August 31, 2011 12:36 am | Updated 12:42 am IST

Sixteen of France's richest people have sparked a lively debate by offering to pay higher taxes. They did this in a joint letter titled “ Taxez Nous! ” (“Tax Us!”), published in the daily Le Nouvel Observateur on August 23. Among them are the heads of some of the country's largest corporations, including Liliane Bettencourt, Europe's richest woman. The signatories commend the French and the wider European environments, from which they say they have benefited and which they wish to preserve against threats such as capital flight and increased tax evasion. They also contend that by paying more tax they will help reduce the French budget deficit, which President Nicolas Sarkozy plans to bring down from 4.6 per cent this year to 3 per cent in 2013. France has, in fact, just announced a 3 per cent rise in income tax for all who earn over €1 million a year but the signatories say they are also responding to the government's call for solidarity. The letter appeared shortly after a joint proposal by German Chancellor Angela Merkel and Mr. Sarkozy for a financial transactions tax to help the eurozone economies — and after the multibillionaire Warren Buffett's New York Times article (August 14, 2011) calling for higher taxes on the “mollycoddled” super-rich so that they bear a share of the sacrifices others are making and also contribute to deficit reduction.

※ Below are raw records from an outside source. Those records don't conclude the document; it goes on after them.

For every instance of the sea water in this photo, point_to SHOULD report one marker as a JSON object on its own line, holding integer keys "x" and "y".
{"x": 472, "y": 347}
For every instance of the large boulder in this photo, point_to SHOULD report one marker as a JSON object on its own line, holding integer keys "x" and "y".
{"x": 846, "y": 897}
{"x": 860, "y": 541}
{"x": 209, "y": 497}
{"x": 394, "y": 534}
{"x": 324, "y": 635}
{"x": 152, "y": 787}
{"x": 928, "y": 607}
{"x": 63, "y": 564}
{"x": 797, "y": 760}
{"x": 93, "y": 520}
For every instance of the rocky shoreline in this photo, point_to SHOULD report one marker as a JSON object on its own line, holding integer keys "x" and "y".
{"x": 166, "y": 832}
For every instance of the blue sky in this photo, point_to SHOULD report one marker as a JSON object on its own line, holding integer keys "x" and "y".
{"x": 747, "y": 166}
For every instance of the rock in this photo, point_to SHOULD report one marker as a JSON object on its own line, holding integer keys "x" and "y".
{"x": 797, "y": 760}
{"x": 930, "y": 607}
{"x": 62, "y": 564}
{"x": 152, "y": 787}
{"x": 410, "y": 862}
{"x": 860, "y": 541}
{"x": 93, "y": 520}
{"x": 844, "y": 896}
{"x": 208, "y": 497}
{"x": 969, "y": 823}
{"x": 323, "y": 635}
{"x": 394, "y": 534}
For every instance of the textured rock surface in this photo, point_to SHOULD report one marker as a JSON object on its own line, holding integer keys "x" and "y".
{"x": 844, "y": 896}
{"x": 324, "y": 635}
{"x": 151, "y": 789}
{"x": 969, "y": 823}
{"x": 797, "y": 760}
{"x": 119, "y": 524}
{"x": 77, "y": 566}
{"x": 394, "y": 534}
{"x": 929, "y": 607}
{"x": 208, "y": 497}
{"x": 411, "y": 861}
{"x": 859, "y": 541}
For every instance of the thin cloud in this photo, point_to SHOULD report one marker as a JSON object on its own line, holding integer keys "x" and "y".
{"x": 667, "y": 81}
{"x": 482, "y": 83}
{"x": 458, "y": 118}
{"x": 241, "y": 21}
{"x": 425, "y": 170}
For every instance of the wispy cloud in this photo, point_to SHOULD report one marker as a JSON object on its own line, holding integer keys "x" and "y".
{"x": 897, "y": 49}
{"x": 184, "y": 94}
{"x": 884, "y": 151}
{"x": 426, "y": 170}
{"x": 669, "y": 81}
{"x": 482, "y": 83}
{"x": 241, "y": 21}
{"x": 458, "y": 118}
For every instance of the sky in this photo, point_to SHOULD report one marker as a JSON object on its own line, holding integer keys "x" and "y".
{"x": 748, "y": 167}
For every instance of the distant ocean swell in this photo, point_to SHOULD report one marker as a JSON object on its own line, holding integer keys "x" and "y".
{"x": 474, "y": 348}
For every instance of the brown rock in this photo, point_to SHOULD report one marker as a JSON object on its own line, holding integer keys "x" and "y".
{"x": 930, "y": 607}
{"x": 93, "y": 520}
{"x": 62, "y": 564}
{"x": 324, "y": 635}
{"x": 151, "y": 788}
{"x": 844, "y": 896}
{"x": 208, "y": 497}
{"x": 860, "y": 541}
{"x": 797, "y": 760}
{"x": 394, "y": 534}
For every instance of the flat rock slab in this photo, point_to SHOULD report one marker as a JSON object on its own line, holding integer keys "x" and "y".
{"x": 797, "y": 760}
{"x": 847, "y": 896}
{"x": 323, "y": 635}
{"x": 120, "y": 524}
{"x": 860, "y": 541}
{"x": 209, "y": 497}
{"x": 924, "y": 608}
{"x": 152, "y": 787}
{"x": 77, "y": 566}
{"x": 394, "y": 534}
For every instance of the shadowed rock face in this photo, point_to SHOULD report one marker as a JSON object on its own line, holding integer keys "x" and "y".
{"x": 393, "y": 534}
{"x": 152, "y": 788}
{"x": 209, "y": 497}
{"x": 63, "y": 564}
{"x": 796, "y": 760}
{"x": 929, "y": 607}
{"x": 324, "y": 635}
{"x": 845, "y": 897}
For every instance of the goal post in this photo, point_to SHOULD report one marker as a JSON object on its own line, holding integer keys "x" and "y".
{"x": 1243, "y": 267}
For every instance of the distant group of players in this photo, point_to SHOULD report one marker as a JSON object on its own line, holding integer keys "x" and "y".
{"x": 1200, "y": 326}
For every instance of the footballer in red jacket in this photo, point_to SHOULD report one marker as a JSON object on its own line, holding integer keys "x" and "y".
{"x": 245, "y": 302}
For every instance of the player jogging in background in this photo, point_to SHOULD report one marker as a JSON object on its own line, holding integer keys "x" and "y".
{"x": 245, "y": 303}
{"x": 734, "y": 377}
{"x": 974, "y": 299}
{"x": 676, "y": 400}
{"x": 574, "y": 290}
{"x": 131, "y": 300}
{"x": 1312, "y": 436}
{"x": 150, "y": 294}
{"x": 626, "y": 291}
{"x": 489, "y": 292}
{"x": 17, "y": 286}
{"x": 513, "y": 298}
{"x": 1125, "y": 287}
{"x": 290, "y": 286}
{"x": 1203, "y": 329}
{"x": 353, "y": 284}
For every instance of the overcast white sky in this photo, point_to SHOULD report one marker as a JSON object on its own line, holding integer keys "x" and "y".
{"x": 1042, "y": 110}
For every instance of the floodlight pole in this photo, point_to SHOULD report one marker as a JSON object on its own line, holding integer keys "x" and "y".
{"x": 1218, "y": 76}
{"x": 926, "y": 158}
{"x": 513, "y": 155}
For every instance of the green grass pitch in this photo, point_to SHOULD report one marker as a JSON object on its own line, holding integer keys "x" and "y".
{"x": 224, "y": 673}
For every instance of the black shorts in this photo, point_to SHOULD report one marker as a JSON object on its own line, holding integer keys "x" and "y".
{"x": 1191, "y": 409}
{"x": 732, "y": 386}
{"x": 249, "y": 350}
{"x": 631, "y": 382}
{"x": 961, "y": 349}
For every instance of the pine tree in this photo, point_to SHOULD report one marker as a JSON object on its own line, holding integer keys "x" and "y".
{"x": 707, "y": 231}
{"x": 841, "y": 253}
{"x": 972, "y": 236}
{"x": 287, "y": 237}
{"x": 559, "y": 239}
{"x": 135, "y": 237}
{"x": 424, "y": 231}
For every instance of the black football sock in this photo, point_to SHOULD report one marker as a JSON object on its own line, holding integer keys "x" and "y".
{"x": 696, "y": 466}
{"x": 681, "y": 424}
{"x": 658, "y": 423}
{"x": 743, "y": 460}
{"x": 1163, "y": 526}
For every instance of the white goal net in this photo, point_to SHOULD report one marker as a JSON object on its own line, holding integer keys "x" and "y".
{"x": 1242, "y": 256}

French trade unionists point out that merely reducing budget deficits will not encourage more economic activity. One of the letter's signatories calls the French plutocrats' idea “weak and insufficient”; and Mr. Buffett has been criticised for talking only about tax on his income, which forms a tiny part of his overall wealth of about $60 billion. Above all, neither the French super-rich nor Mr. Buffett and his critics analyse the reasons for the current economic crises. That critique is now coming from various British Conservatives who conclude that the so-called free market is a “corporatist racket for the few”; it is free only for the very rich, who can move their money around at will. In addition, the “feral rich” — bankers, business tycoons who exploit lax regulation and offshore tax havens, and expense-fiddling politicians — are all part of a wider problem, which the commentator Peter Oborne calls moral decay. The debate is significant and will continue but notable absentees from it are the centre-left parties that have in the past revived economies and ensured a decent life for hundreds of millions by protecting them from the worst effects of unrestrained markets. They must enter the fray if they are to stay relevant.